İsrail-ABD cephesinin İran’a yönelmesi aslında uzun zamandır planlı bir sürecin parçası. Gözlemciler, 7 Ekim 2023’teki Hamas saldırısından bu yana bölgede atılan her adımın İran’ı hedef alan nihai hesaplaşmanın zemininin hazırladığını belirtiyor. Nitekim 7 Ekim sonrası İsrail, Gazze’de başlattığı operasyonlarla Hamas’ı büyük ölçüde güçsüz bıraktı; hatta Hamas lideri İsmail Heniyye’nin 31 Temmuz 2024’te Tahran’da İsrail saldırısıyla öldürülmesi, Tel Aviv’in İran dâhil her coğrafyada hedef vurma cüretine sahip olduğunu gösteren çarpıcı bir örnek oldu.

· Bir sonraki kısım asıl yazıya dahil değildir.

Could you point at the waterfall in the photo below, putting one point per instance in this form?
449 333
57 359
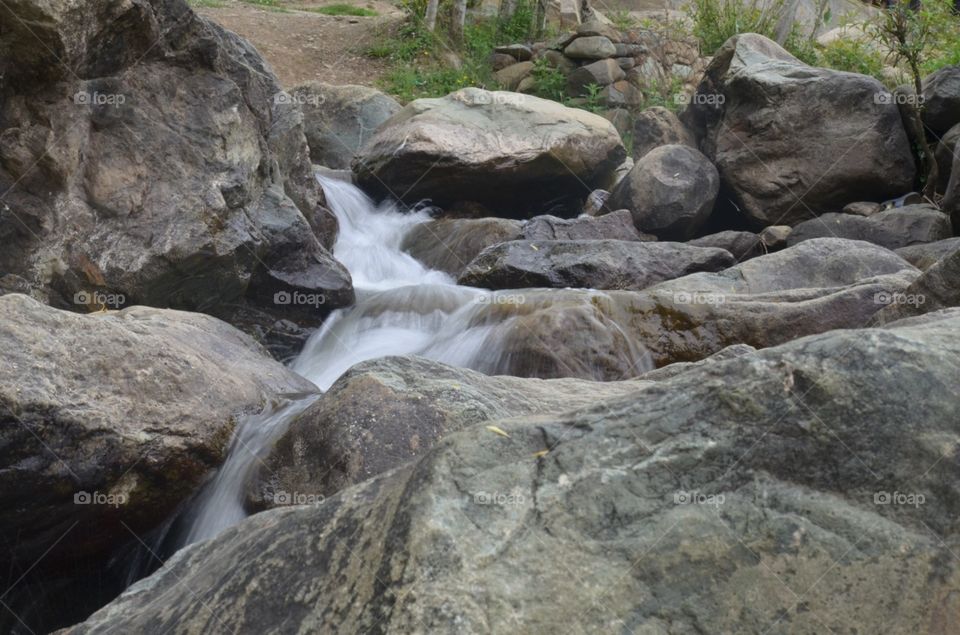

Yine 1 Nisan 2024’te Şam’daki İran Konsolosluğunun İsrail tarafından bombalanması, İran’ı doğrudan çatışmaya çekme girişimi olarak kayda geçti ve Tahran buna 300’den fazla füze fırlatarak ilk sıcak teması başlattı. Ardından Lübnan cephesinde Hizbullah’la gerilim tırmandı; İsrail’in Eylül 2024’te Hizbullah lideri Hasan Nasrallah’ı Beyrut’ta suikastla öldürmesi, İran’ın en güçlü vekilinin de ciddi darbe almasıyla sonuçlandı. Aynı dönemde Suriye’de cihatçı grupların iktidara getirilmesiyle, İran’ın Doğu Akdeniz’e ve Lübnan’a kara bağlantısı kesilerek “Direniş Ekseni” diye anılan hat adım adım çökertildi. Kısacası son bir yıl içinde Gazze’den Lübnan’a, Suriye’den Irak’a kadar bölgede İran’ın nüfuzunu kırmaya yönelik hamleler peş peşe gelirken Netanyahu sık sık “sırada İran var” mesajını dile getiriyordu. Şimdi İsrail’in doğrudan İran topraklarına saldırması, bu emperyalist dizayn planının nihai aşamaya geçtiğini gösteriyor.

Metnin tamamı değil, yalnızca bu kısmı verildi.